So . . .

So . . .
Why is it so difficult to remember the days
before they all began to blur together,
the days before the lockdown,
the days before mandated isolations,
the days before we would not go
out to the beach,
out to the nature reserve,
out to lunch,
out to be with friends?

So . . .
Why is it so difficult to remember the days
when we took freedom of movement for granted,
when we took going to the shop unmasked for grated,
when we took being anywhere at any time for granted?

So . . .
Is this some sort of mental or psychological mechanism
to shield us from the challenges
caused by the abridgement to movement,
caused by the rampant running of an indiscriminate virus,
caused by the wondering what life will look like in the future,
or if it is even possible to imagine future any longer
the way it had been before
the knowledge that Covid-19 will not be the only contagion,
the knowledge that our fruits and vegetables harbour microplastics,
the knowledge that our planet is virtually beyond redemption?

So . . .
I sit and ponder
what it used to be like when so much of this was out there,
but I just didn’t realise how bad some of it was,
and that it is getting worse.

Counting the Days

I no longer do Christmas, so I no longer do Advent.

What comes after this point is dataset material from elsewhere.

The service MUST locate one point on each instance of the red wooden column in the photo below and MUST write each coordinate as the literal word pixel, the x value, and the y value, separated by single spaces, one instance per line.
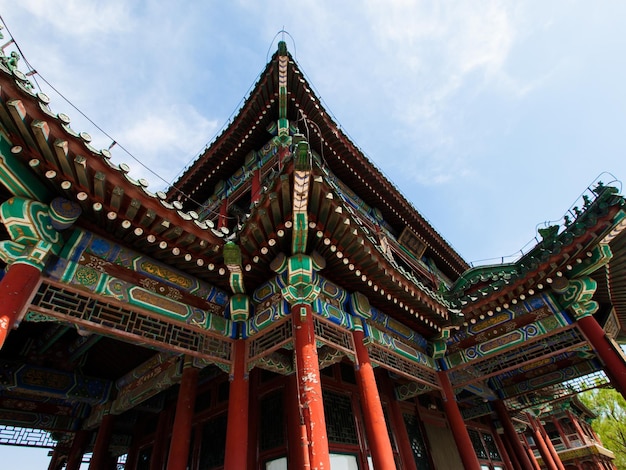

This year, however, it does not mean I’m not opening little windows every night to expose what’s behind them. It is a calendar of sorts. It comes in the form of blister packs. Twenty-eight days to mark off until the Winter Solstice. Twenty-eight days until I am free of the anti-depressants I’ve been taking for the past three years and nine months.

I began the journey off of them just days after the Autumnal Equinox. It did not register at the time that it meant I’d be taking the last one on the eve of the Solstice. The timing may seem a coincidence, but I prefer to see it as a co-incidence. Not a random series of events, but one with more intention behind it. More power to assist me on the journey to be ‘drug free’.

I could undertake this step, and knew I would do, once I was granted Indefinite Leave to Remain the UK. It also came soon after the Decree Absolute from my second marriage came through. Both of these pieces of paper gave me freedom. Freedom of soul, energy, mind and body. That they arrived within weeks of each other . . . hmmmm . . . another coincidence? I think and believe not.

In any case, I am taking the journey to liberation from the tablets with deliberation and intention. I have always thanked them for enabling me to make the passage through some very difficult and challenging years and circumstances. I worked with them and they worked for me. Now that I no longer need them I am working with them be released from their hold on my body and mind. Over the course of the 45 months I was on them the dosage was gradually increased under the supervision of my GP, as my body seemed to have gotten used to the amount of drug and needed more to maintain the same level of functioning. The dose was doubled twice; and again under a different GP’s supervision over the past three months the dose has been halved gradually to the original amount of medication. There is no going off such powerful drugs cold tofu.

I realise that the journey of liberation I am making has not worked for everyone. For some it is just not possible to completely be removed from the medication and function. We are all different. Some who have had terrible withdrawal symptoms and say that if they’d known it was so hard to go off them, they’d never taken them in the first place. It depends on the person. It depends on the prescription given.

These last eleven days I approach with gratitude. I am thankful that the medication worked for me and did what I needed it to do at the time I needed the support. I am equally grateful that I am able to cease it now that I no longer need that support.